Campo prolisso e dilatato tanto che lo sguardo sopra smarriva e la memoria alla mente raccoglieva, affondava nella terra e deviava, correva oltre lo spazio, sentiero agreste risaliva, nascondeva, distraeva, balenava e ancora sudava ansante, gemeva per i sassi e i fusti verdi –fuochi di sant’Elmo- alti tanto da potercisi celare dietro (e quante volte l’hai fatto?) quel campo che amai nello stesso modo in cui tuo nonno mi amò, ed io lui, con quella libertà e impeto da non uscirne incolumi e purezza che non conosce confini e dei confini ceruli non ha paura, quell’esplodere e vivere la vita come i girasoli, voltarsi finalmente alla luce proprio quando pare che più non sia…quel vasto pelagosmeraldo, laguna ed estuario dove il corpo e l’occhio compresero, nello spazio di una notte, che occhio e corpo sono identica essenza, stesso sentire e ribaltare, vibrare ad ogni nuvola…nello spazio dove il tempo stesso si fermava, si inchinava ad un uomo ed una donna…dicevo che era magia, e doveva esserlo, si cara, lo era.
Non era possibile altrimenti, non così, non così…così pelle e corpo e sangue e mente y alma y vida; todo…todo el mundo en nuestro abrazo. Ed i girasoli –corazones- guardavano, le zolle sentivano, i cieli palpitavano e scalpitavano y la casa, terrena battigia, sa domo nostra… Casa del Vento, avevo voluto chiamarla, Solo Casa, senza chiuderla con un “la” che l’avrebbe imprigionata, increspata, molestata; Domo del Viento doveva rappresentare il mondo, tutto lì, in noi e per noi, cara…

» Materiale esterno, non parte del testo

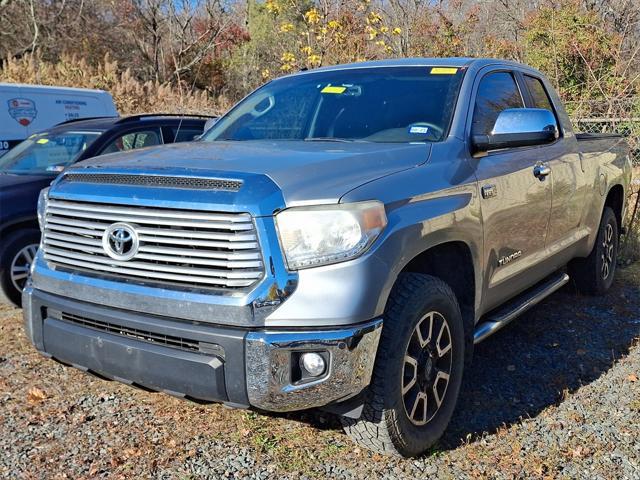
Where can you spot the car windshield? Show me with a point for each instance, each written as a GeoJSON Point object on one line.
{"type": "Point", "coordinates": [378, 104]}
{"type": "Point", "coordinates": [46, 153]}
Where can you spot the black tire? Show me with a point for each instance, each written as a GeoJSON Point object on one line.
{"type": "Point", "coordinates": [386, 425]}
{"type": "Point", "coordinates": [10, 247]}
{"type": "Point", "coordinates": [588, 274]}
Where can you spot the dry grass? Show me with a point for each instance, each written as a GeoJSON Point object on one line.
{"type": "Point", "coordinates": [631, 245]}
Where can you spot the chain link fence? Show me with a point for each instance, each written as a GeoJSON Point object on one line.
{"type": "Point", "coordinates": [620, 116]}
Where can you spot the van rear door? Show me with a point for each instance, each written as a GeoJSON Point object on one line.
{"type": "Point", "coordinates": [26, 109]}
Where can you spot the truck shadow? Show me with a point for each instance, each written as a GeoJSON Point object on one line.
{"type": "Point", "coordinates": [564, 343]}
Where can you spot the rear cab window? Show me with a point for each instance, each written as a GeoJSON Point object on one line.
{"type": "Point", "coordinates": [132, 140]}
{"type": "Point", "coordinates": [539, 96]}
{"type": "Point", "coordinates": [497, 91]}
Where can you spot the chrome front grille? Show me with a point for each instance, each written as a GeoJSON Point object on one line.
{"type": "Point", "coordinates": [198, 183]}
{"type": "Point", "coordinates": [182, 247]}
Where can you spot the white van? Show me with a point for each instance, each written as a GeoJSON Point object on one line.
{"type": "Point", "coordinates": [27, 109]}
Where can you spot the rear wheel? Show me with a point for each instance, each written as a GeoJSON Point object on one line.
{"type": "Point", "coordinates": [18, 252]}
{"type": "Point", "coordinates": [418, 370]}
{"type": "Point", "coordinates": [594, 275]}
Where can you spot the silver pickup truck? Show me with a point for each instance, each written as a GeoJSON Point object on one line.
{"type": "Point", "coordinates": [340, 239]}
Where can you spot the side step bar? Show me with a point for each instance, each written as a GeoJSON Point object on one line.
{"type": "Point", "coordinates": [519, 305]}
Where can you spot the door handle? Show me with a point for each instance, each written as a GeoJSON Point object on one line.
{"type": "Point", "coordinates": [489, 191]}
{"type": "Point", "coordinates": [541, 171]}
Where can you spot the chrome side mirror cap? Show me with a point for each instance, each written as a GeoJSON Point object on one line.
{"type": "Point", "coordinates": [517, 127]}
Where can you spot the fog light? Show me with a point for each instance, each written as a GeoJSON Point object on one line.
{"type": "Point", "coordinates": [313, 363]}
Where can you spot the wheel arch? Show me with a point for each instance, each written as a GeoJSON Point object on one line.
{"type": "Point", "coordinates": [615, 200]}
{"type": "Point", "coordinates": [453, 263]}
{"type": "Point", "coordinates": [22, 223]}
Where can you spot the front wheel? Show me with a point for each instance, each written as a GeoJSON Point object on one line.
{"type": "Point", "coordinates": [594, 275]}
{"type": "Point", "coordinates": [418, 370]}
{"type": "Point", "coordinates": [17, 253]}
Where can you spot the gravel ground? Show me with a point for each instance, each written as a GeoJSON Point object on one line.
{"type": "Point", "coordinates": [554, 395]}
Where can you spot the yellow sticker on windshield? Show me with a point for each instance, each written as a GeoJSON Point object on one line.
{"type": "Point", "coordinates": [332, 89]}
{"type": "Point", "coordinates": [443, 71]}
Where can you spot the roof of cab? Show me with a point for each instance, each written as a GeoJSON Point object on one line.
{"type": "Point", "coordinates": [414, 62]}
{"type": "Point", "coordinates": [106, 123]}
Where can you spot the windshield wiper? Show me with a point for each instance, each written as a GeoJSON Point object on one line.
{"type": "Point", "coordinates": [328, 139]}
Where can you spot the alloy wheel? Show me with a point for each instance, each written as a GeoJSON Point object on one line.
{"type": "Point", "coordinates": [427, 368]}
{"type": "Point", "coordinates": [21, 264]}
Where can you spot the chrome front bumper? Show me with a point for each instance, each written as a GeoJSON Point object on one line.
{"type": "Point", "coordinates": [238, 367]}
{"type": "Point", "coordinates": [351, 352]}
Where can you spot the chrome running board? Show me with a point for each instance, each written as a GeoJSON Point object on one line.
{"type": "Point", "coordinates": [504, 315]}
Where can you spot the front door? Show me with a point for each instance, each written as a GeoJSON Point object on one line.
{"type": "Point", "coordinates": [515, 203]}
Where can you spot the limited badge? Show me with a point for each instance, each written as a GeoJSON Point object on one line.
{"type": "Point", "coordinates": [22, 110]}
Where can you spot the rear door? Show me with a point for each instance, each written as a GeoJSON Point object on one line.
{"type": "Point", "coordinates": [515, 204]}
{"type": "Point", "coordinates": [567, 179]}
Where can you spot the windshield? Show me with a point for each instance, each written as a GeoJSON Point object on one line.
{"type": "Point", "coordinates": [383, 104]}
{"type": "Point", "coordinates": [46, 153]}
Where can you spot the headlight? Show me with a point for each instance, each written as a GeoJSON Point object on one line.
{"type": "Point", "coordinates": [324, 234]}
{"type": "Point", "coordinates": [42, 206]}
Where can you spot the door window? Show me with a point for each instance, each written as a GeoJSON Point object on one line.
{"type": "Point", "coordinates": [538, 93]}
{"type": "Point", "coordinates": [133, 140]}
{"type": "Point", "coordinates": [497, 92]}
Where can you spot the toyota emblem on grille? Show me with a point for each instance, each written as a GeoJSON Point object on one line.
{"type": "Point", "coordinates": [120, 241]}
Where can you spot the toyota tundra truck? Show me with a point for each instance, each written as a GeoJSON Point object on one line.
{"type": "Point", "coordinates": [340, 239]}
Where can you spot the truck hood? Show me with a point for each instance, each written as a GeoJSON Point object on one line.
{"type": "Point", "coordinates": [318, 172]}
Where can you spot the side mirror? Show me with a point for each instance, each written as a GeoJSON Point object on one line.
{"type": "Point", "coordinates": [517, 127]}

Una volta mi domandasti di augurarti qualcosa.
Voglio augurarti di camminare a lungo e perderti, prima che in te stessa in ciò che è l’oltre, fuori di noi.
E comprendere finalmente che, alla fine, è bello tornare lì, in quel punto sperduto che ti ha vista nascere, avendo nel cuore e la mente quello che cercavi e che, forse, era stato sempre dentro te.

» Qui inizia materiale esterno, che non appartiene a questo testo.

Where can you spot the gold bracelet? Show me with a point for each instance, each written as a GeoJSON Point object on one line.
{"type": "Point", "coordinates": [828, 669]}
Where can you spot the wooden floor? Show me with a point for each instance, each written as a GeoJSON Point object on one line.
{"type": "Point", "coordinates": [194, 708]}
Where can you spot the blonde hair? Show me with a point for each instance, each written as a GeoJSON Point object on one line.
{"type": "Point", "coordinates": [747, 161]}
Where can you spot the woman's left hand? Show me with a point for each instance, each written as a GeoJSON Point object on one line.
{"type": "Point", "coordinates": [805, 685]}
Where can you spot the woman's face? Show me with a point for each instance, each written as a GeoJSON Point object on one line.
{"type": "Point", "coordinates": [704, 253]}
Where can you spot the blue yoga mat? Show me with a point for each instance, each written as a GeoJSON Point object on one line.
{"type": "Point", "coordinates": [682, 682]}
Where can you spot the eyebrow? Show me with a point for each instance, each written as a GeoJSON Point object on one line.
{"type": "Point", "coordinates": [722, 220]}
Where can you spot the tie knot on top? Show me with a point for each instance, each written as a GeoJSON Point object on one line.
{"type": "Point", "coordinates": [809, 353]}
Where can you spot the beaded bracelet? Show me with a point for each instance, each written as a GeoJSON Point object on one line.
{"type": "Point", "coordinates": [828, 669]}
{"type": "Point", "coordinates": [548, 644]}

Dovevi semplicemente, a cammino avvenuto, scoperchiarne lo scrigno.
Per palpare ancora quelle giornate modulate, ad ogni ora, lì dove ogni ora era associata ad un odore, scandita. L’alba aveva l’odore delle cinque, dei fico d’India con la polpa zuccherina e leggera, gli spini fini e morbidi, toccabili finalmente ché plagiati dalla rugiada dove il sole s’affacciava, si svegliava e saliva lento, forte. Il mattino aveva l’odore delle sette, lì tra colli e colline in verde, la ferrovia che scorreva scivolando tra i tetti urgenti, le vecchine vestite di nero e strette a scialli e fazzoletti, dirette alla prima messa. Era l’odore del caffè o del mate nostro, amor mio, dei ricordi, l’odore del pane distribuito nella bottega all’angolo, ancora caldo di forno, l’odore delle paste che Roberto Locci ci regalava, in una bustina sei erano, una a testa, l’odore dell’erba toccata dal vento. Il mezzodì l’odore dei forni accesi da anguli ‘e cibudda e pistoccu teneva, e del sole alto d’estate, le nuvole ammassate e grigie d’inverno, quando la pioggia coglieva i bambini ad ogni uscita di scuola.

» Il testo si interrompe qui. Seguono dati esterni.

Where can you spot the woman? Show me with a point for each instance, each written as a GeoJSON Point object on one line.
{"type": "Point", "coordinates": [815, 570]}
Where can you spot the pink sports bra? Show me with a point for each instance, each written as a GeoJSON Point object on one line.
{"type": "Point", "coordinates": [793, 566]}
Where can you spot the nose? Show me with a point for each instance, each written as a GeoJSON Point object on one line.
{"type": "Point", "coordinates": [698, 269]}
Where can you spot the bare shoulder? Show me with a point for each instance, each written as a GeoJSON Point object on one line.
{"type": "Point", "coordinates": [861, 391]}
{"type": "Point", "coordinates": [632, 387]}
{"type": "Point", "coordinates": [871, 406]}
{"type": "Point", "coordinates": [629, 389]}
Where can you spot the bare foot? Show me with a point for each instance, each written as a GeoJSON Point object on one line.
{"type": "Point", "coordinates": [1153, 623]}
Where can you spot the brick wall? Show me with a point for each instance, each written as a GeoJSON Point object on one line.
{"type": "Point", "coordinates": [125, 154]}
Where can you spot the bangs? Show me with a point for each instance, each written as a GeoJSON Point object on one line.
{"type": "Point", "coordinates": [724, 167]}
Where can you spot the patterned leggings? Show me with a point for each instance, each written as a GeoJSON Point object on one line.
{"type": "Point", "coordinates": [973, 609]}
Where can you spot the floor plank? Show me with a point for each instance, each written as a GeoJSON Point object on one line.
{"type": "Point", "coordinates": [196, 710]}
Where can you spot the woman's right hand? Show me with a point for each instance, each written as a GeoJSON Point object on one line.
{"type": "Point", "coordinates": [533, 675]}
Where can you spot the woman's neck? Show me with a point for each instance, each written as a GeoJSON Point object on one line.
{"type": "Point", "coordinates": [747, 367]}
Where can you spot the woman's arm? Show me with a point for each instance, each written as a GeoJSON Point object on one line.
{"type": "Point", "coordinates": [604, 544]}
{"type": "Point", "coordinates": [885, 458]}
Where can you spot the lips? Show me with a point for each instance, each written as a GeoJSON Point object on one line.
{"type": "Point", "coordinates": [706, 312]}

E l’odore dei sughi alla carne macinata e alloro, dei camini crepitanti.
Le tre portavano l’odore dei silenzi ed i riposi di corpi e menti, le acque del fiume scarno nostro col luccichìo di Janas, salti allegri di Maschinganna in mezzo ai sassi, ai fili lunghi, sparpagliati, di Lacrime della Madonna. E le sette l’odore, il sentore dell’ultima campana tenevano, la tenevano stretta come che, perché l’ultima di quella giornata, rappresentasse l’ultima di una vita stessa. E l’odore della minestrina di merca e dado di thia Assunta, l’odore delle rondini che cominciavano a stridere volando basse, in cerchio, grandi e piccole, a sfiorare con le ali i balconi d’intorno, e risalire.
E dopo, solo dopo, l’odore della notte c’era, a riempire l’aria dei cristiani, la fine del giorno e del suo sole, un attimo, un istante sarebbe stato, un respiro, perché poi, subito, la rugiada avrebbe ripreso a respirare sulle spine dolci dei fico d’India, su thia Teresina Pintori e i suoi sogni di strega bianca.
Tutte le comari della parte bassa del paese, la consultavano. Era una specie di maga per tutte, lei e i suoi sogni, lei che coi sogni, spesso, riusciva a ricucire il passato, ad interpretare, forse, il futuro.
Una notte dicevano che avesse sognato il figlio della sua comare, thia Jubanna, un povero Cristo senza arte né parte, muto e sordo dalla nascita. Sognato l’aveva. E nel sogno gli dava da bere un liquido rosso. Dunque, un mattino che di vena generosa si sentiva, seppure in ansia crescente; thia Teresina aveva fatto convocare in casa sua da Mariuccia, la figliola minore, proprio thia Jubanna.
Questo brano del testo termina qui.